Recently, research has shown that measurements of BMD, lean mass, and fat mass in the mid-thigh region using DXA technology or other techniques – such as CT and MR scanning are moderate to very highly correlated with the hip, spine, and forearm BMD, appendicular lean mass and total/android/gynoid fat mass. In addition, the tissue masses in the mid-thigh region are generally a potential predictor of muscle function, strength, balance, falls, and fractures . Mid-thigh contains most of the major muscles responsible for weight-bearing with relatively less connective tissue (tendons and ligaments). Also, mid-thigh is at or close to the femur’s center of bending (bone is preserved maximally due to Wolff’s law), and largely overlaps with gynoid fat ( Fig. 1 ). The above makes the mid-thigh almost ideal for lean and fat mass assessment by DXA.




Fig. 1


A whole-body DXA scan of an older healthy man (age ~ 80) and his hip, spine, and forearm scans (top) vs an older woman (age ~ 80) suffering from low bone mass, low muscle mass (bottom). Dense bone is highlighted in whole-body scans as turquoise green/blue (a), and low density is navy/royal blue (b). Muscle and fat have been highlighted as red (c) and yellow (d), respectively.

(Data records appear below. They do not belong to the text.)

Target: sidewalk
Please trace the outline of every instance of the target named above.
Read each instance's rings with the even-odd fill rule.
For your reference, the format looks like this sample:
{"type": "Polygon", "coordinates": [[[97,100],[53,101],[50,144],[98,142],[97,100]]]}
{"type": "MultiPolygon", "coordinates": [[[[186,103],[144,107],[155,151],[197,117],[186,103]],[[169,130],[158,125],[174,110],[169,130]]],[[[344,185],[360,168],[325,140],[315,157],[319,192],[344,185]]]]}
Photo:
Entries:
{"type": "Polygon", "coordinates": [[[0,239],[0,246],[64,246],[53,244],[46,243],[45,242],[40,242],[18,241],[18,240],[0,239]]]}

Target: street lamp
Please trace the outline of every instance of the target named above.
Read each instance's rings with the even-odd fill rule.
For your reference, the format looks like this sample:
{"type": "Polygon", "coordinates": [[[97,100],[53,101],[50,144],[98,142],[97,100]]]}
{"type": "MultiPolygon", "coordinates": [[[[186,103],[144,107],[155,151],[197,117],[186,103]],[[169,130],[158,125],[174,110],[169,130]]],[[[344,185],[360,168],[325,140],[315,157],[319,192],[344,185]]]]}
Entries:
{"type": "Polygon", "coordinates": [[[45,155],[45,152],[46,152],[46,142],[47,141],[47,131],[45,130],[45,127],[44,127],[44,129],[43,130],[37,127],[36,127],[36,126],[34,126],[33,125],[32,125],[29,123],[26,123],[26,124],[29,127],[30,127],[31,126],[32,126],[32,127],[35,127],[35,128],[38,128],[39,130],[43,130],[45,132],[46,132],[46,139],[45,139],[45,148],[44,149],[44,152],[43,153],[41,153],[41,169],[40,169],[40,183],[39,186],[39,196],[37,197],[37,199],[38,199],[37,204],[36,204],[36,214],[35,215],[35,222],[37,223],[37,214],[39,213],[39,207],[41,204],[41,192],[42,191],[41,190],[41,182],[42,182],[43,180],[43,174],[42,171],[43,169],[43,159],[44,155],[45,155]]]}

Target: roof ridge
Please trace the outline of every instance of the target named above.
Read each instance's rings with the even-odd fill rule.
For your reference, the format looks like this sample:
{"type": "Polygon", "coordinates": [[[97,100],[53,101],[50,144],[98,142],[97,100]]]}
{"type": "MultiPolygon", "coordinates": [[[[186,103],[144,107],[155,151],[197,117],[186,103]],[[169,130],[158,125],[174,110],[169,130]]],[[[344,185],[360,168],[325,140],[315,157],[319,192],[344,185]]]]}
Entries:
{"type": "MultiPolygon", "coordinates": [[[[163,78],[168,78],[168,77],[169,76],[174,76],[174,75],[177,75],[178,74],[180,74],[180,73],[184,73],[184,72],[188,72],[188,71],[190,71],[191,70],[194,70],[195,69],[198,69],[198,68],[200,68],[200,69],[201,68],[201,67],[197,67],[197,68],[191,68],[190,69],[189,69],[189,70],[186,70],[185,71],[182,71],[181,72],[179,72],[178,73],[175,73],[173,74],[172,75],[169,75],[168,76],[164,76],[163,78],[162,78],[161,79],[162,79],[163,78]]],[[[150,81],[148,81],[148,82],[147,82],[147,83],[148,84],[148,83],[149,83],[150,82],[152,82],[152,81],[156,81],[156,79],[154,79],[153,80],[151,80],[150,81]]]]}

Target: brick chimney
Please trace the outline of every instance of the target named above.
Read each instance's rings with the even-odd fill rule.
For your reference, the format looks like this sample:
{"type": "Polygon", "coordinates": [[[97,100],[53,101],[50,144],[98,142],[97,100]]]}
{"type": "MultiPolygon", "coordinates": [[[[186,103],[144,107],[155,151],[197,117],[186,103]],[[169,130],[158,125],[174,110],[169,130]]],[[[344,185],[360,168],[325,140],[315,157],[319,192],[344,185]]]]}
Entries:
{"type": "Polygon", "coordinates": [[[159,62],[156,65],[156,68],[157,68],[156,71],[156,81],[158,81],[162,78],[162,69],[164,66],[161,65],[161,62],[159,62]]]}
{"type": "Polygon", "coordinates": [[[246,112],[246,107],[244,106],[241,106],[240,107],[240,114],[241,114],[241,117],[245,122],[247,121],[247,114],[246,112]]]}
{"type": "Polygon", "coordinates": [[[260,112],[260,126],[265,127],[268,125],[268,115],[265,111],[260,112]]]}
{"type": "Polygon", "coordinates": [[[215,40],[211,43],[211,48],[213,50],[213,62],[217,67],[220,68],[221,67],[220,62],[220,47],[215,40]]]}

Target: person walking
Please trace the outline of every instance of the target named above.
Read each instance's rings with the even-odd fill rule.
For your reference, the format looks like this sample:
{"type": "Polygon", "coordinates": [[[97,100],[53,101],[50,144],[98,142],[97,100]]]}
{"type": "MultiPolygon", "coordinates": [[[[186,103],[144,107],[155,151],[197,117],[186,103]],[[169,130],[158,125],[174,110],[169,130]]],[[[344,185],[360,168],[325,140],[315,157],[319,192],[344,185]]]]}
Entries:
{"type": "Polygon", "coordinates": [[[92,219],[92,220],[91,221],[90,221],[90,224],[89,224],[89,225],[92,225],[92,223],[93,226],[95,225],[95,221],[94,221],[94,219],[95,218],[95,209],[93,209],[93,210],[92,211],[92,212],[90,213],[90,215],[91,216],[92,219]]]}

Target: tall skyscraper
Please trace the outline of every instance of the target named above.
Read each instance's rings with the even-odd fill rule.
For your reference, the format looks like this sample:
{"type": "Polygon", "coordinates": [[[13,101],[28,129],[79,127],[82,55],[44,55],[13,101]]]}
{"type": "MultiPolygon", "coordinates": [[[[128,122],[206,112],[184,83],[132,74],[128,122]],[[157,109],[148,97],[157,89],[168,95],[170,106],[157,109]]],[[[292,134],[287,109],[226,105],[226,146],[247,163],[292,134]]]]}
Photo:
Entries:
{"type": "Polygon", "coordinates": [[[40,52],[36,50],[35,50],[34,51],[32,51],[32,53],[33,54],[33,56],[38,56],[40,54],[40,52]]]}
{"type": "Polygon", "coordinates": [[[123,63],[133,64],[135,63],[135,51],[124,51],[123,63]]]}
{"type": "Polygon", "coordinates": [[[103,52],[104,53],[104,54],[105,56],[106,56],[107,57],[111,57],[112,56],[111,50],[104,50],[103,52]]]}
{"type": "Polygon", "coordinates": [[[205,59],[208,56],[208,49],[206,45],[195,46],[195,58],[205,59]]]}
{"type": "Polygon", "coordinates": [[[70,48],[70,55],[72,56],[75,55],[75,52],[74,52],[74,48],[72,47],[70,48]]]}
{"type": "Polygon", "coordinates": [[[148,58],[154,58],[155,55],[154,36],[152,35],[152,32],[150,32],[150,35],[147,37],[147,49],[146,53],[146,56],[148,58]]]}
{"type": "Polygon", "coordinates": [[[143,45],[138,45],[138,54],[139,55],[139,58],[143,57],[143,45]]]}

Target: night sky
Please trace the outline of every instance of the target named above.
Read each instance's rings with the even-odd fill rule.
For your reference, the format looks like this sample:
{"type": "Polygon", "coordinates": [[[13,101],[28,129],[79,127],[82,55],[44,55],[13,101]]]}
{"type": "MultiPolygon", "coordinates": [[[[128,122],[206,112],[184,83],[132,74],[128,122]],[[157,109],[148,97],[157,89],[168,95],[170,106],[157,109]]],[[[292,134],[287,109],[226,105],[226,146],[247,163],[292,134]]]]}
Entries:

Three-dimensional imaging techniques


X-ray based imaging


X-ray-based imaging modalities, like computed tomography (CT), rely on X-ray beam attenuation while crossing various tissues—the same principle that drives the DXA technology. Despite the good sensitivity and specificity for BMD and acceptable precision in assessing muscle mass, several major factors have limited the general application of the technique as a clinical diagnostic tool for osteoporosis and sarcopenia: high radiation dose per scan, low resolution, and the price and consequently the availability of the technique . Nevertheless, it has commonly been used to measure bone and muscle volumes for research purposes . Single slice cross-sectional CT at the lumbar spine level to estimate whole-body lean tissue and skeletal muscle and sarcopenia has been suggested . Fig. 2 displays a CT image of healthy and osteosarcopenic subjects that have been scanned by clinical CT-Scanner and axial images segmented to display muscle, bone, intramuscular fat, marrow adipose tissue, and hematopoietic marrow. Differentiating tissues with similar X-ray attenuation coefficients is a major limitation of X-ray based techniques. Considering the roles of ectopic fat infiltration into the muscle and bone that possibly drives the decline of bone and muscle with aging , one expects a reliable quantification of the infiltrating ectopic fat in tissues. However, differentiating marrow adipose tissue from hematopoietic tissue is still a challenge. Albeit, with sensitive image analysis technique, this issue can be addressed to a great extent ( Fig. 2 ) .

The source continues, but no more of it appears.